While at my last riding lesson, my instructor said something about horses that really intrigued me. “Something different captures their imaginations,” she said, and I couldn’t help but laugh at the brilliance of it.
This is definitely true. For as big an animal as horses are, they’ll spook at anything and everything that’s different. Plastic bags blowing through the field, their own reflections in dark windows, or even something familiar that’s been moved out of place. They certainly have to have active imaginations to think that all of these small, inanimate objects are going to hurt something so large and strong.
The statement makes me wonder, though, what exactly goes on in a horse’s head. Or any animal’s head, for that matter. Do they imagine the same way humans do? Do they dream of adventure and wish that they could be a part of it, like I do?
Humans expose themselves to the idea of adventure through media, and books are the only reason that I know anything about fantasy and magic and have the ability to imagine those far-off worlds. Yet, we were the ones who came up with that. We take inspiration from things we feel and the things we see around us, and then we make these fantastic stories out of them. So why can’t animals do the same?
Horses, cats, dogs–these animals are so close to humans and so we can easily see how intelligent they are. I’d like to think that my beloved kitty has the power to imagine tales that inspire her. I’d love to know what lies behind her thoughtful eyes while she stares into space. It’s the same look I get when I’m thinking up something grand, after all.

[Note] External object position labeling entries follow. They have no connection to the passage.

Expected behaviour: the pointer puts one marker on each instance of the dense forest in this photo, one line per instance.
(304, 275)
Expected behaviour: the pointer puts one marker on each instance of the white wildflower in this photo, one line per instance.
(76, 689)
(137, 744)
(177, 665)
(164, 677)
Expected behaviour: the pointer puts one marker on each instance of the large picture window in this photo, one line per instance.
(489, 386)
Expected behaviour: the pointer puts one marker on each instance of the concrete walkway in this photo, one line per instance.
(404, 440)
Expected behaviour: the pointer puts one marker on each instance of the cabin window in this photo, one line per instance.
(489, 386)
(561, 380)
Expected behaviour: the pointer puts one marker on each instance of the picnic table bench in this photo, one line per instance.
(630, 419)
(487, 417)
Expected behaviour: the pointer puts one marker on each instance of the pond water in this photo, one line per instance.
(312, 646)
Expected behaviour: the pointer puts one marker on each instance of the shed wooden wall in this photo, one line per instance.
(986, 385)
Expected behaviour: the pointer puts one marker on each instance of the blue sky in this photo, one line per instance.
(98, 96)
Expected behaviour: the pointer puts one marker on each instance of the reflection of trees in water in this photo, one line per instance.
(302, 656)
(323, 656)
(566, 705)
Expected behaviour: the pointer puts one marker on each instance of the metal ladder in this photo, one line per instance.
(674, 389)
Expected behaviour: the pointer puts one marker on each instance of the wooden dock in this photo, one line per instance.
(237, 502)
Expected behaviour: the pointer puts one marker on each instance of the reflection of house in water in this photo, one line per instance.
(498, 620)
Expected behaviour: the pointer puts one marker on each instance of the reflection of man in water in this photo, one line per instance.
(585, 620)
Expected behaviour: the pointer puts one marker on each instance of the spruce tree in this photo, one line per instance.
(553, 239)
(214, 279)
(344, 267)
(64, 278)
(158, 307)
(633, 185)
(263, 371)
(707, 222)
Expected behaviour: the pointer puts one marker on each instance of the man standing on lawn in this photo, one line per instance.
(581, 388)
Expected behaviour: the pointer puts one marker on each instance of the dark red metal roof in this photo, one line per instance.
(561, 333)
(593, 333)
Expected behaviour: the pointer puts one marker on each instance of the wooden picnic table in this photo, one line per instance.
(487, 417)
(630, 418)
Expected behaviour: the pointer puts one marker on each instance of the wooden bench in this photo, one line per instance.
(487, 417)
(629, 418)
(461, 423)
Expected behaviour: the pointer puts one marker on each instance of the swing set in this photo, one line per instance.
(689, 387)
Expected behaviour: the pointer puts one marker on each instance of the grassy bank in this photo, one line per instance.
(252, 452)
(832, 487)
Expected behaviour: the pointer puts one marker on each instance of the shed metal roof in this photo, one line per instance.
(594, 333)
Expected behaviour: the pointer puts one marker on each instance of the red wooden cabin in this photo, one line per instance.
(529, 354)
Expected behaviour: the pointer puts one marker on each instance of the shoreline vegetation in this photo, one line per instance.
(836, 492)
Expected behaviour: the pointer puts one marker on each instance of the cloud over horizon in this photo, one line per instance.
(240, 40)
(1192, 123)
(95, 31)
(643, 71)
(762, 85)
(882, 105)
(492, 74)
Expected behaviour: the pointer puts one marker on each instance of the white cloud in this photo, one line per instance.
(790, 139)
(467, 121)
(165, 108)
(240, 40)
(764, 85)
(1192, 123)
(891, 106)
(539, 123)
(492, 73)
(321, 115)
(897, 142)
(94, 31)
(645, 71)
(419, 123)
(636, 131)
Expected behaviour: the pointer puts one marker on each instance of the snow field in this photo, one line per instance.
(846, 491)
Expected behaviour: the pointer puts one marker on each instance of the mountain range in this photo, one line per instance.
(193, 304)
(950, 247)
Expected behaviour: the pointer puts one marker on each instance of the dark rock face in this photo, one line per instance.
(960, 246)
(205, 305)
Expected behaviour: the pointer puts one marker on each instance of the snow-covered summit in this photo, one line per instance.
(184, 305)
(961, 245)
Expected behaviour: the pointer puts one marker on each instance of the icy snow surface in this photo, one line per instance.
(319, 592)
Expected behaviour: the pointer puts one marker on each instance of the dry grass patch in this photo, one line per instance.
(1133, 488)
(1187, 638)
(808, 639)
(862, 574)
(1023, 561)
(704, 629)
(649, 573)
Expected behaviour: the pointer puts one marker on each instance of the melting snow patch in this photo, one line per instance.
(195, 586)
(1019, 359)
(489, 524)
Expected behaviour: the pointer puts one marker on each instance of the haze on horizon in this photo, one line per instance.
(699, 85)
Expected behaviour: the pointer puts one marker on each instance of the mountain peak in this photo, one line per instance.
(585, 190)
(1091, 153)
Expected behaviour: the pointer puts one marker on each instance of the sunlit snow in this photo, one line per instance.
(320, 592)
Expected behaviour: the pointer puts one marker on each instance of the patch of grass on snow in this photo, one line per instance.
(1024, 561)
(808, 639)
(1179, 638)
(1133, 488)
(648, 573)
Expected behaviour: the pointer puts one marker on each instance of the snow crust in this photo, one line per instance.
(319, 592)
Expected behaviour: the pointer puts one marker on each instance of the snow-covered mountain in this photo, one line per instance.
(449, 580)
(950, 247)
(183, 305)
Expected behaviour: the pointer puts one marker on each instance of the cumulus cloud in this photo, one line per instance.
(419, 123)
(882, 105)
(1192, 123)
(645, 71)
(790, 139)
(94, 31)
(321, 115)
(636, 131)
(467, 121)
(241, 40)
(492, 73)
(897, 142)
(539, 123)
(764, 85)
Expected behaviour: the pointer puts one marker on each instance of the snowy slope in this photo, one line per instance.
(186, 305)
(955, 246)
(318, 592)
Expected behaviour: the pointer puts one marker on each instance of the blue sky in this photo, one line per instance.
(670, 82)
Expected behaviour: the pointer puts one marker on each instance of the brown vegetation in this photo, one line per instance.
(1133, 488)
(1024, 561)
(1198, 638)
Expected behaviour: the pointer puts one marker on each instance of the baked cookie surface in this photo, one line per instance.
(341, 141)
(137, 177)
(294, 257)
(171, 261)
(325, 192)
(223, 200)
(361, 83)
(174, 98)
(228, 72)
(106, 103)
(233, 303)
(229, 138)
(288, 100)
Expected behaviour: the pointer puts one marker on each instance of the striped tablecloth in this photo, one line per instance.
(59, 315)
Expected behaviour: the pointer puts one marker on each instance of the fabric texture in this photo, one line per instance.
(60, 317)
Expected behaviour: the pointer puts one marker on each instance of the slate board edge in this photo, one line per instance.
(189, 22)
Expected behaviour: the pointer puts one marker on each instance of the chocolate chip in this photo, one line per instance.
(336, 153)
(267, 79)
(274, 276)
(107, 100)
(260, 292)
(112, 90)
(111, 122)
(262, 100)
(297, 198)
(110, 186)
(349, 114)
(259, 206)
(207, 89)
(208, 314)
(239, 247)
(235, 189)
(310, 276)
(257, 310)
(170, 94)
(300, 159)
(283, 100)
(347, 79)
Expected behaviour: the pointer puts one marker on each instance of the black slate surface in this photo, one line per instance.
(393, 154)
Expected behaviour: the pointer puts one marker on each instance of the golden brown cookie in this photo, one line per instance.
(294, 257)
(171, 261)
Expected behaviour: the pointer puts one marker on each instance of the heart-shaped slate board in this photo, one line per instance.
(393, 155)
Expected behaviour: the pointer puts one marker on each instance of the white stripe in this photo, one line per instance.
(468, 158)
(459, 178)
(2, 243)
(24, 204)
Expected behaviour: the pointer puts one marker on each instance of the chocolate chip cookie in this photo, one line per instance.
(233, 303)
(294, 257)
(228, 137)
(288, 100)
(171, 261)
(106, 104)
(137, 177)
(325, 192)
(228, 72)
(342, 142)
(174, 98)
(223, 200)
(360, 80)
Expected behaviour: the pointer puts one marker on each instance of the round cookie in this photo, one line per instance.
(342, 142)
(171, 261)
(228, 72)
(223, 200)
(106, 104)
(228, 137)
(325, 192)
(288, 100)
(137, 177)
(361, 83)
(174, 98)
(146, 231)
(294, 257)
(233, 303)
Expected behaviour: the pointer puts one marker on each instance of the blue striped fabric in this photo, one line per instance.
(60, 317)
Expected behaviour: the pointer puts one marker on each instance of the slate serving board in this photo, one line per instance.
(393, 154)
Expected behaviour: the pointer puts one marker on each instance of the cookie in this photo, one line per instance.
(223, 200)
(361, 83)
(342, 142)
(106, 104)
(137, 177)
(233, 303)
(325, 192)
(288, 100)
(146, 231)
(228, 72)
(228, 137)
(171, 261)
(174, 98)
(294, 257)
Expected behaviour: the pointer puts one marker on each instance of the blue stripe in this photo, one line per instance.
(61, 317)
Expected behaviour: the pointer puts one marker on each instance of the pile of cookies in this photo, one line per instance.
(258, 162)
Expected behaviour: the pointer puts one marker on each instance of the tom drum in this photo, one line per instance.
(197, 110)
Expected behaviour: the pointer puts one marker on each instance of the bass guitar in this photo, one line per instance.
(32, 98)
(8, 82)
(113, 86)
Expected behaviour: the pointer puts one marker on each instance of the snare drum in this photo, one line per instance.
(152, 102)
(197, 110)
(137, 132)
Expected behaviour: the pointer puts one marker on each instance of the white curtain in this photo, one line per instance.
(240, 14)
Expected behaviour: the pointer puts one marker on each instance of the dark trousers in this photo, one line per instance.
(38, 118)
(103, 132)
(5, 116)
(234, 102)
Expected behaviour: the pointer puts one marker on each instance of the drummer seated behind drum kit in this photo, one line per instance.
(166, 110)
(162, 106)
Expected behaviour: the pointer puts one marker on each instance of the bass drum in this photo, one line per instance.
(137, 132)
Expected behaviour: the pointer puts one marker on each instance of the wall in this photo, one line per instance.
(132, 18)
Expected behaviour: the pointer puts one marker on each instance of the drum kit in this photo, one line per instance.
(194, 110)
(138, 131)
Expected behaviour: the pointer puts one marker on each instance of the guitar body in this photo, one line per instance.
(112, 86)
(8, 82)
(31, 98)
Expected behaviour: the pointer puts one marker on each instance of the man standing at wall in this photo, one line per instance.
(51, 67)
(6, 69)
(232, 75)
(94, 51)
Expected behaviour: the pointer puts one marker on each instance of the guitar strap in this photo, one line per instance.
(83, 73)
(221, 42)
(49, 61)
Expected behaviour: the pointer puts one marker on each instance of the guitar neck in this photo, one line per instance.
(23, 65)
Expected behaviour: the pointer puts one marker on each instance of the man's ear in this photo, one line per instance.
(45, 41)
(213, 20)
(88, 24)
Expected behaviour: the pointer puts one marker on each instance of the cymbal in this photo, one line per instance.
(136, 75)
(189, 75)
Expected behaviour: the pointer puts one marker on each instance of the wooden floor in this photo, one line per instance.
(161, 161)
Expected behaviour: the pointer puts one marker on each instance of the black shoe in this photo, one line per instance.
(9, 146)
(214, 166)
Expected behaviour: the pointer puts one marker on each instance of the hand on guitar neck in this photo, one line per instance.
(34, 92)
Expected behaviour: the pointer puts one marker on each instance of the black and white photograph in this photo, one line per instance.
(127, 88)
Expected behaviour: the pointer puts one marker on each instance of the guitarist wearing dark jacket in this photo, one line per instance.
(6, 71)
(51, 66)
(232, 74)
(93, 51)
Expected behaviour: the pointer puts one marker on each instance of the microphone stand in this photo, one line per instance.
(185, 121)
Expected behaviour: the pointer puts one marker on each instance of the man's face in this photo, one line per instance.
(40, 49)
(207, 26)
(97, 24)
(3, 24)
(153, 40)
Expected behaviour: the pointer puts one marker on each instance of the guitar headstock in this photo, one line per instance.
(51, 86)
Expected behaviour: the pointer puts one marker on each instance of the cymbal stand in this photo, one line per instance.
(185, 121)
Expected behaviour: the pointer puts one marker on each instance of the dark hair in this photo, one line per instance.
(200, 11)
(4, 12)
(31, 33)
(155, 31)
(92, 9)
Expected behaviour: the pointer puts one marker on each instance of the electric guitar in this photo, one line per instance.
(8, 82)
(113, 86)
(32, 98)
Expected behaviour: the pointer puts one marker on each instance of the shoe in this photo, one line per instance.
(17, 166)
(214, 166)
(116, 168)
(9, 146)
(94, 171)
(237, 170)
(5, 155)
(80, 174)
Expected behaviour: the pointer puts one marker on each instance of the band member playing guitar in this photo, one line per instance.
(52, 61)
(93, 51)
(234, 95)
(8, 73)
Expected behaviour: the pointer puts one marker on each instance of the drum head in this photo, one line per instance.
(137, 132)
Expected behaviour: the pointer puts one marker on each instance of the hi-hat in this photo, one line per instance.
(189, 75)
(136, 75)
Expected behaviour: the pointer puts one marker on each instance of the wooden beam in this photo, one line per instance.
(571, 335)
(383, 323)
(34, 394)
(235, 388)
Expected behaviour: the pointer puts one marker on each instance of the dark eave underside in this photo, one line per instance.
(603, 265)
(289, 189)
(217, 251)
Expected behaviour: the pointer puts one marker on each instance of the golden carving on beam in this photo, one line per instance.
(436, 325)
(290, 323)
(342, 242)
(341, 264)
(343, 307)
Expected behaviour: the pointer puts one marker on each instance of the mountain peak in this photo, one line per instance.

Maybe they don’t even imagine anything that follows a plot, like humans do. Maybe what they imagine is much more rudimentary, just the raw feelings and emotions that are the building blocks of great stories. I’d be willing to believe this, and I’d be willing to bet that any such feelings and emotions an animal can imagine are much stronger than those that we feel on a regular basis. Animals don’t need to worry about the complications of words, so I think they’d have a much easier time getting to the stuff that matters: the heart of the adventure.
I don’t think I’ll ever know the secrets that rest just beyond an animal’s eyes, but I find it fun to imagine. And I can’t help but wonder: What on earth does my cat think about me?
If an animal you love could tell you what he or she is thinking, what do you think he or she would say? Are there any moments in your life when, without the need for words, you know exactly what’s going on in his or her head?
May your animal friends always keep their minds open and their mouths closed.